Onderdelen reinigen
Alle gedemonteerde onderdelen in een waterbad reinigen
(eventueel met een borstel).
7.4
Onderdelen invetten
De afdichtingen van het vergrendelbare deksel en het
inschuifgedeelte (voor het basiselement) mogen alleen
met hoogwaardig KESSEL-vet (art.nr. 681001) worden
ingevet.
De volgende onderdelen moeten met hoogwaardig
KESSEL-vet worden ingevet:
Afdichtingsoppervlakten bij het inschuifgedeelte en het
vergrendelbaar deksel
Afdichting bij de zwenkverbinding
De terugstuwklep en de motorische hendel invetten op de
plek waar de beide onderdelen elkaar raken.
7.5
Ontluchtingseenheid controleren
Ontluchtingseenheid eruit draaien.
Vergrendeling aan het bovenste deel stevig indrukken.

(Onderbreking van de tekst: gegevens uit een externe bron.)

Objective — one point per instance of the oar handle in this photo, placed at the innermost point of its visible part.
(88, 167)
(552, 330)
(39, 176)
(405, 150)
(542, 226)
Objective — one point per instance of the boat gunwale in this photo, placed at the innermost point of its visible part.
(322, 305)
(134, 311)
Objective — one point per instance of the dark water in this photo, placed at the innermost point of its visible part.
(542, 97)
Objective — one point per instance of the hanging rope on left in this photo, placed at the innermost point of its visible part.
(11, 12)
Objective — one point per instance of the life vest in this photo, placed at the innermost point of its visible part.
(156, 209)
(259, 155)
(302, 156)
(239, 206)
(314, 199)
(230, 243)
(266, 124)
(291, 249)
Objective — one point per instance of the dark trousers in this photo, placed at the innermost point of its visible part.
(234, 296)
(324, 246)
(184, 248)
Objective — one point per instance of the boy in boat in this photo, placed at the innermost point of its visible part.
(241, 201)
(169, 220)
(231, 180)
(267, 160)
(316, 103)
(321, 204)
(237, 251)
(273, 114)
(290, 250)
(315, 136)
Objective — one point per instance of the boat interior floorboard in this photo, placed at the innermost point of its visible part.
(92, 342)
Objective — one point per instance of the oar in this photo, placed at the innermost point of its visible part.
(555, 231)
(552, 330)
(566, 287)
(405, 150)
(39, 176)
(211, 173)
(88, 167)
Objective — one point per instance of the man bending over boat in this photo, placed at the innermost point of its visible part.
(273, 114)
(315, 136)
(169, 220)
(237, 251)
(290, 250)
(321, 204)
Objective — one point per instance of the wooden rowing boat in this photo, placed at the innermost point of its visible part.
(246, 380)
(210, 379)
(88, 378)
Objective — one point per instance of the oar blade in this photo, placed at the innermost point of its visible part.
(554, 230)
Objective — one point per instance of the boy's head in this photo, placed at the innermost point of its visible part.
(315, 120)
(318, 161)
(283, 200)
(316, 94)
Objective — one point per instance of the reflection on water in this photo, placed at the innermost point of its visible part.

Bovenste deel eraf trekken.
Kleine delen eruit nemen.
Eventueel het actief koolfilter verwisselen (art.nr. 28061)
(een keer per jaar of bij stankoverlast).
Als deze stappen zonder lekkages of foutmeldingen zijn
afgesloten, kan de installatie in bedrijf worden genomen.
7.6
Onderdelen monteren
Vervolgens de pomp monteren, aangezien de pomp bij wijze van proef wordt gestart als de besturingskast van stroom
wordt voorzien (ZDS).
Onderdelen weer in omgekeerde volgorde monteren en parallel daaraan de functiecontrole uitvoeren (zie "Inbedrijfstel-
ling", pagina 73).
Zorgen dat de motorklep open is (weergave op het scherm) en dat er geen storing is in de besturingskast.
Het onderhoud in de besturingskast registreren en de volgende onderhoudsdatum instellen.
8
Hulp bij storingen
Het opsporen van storingen staat omschreven in de gebruiks- en onderhoudshandleiding van de besturingskast.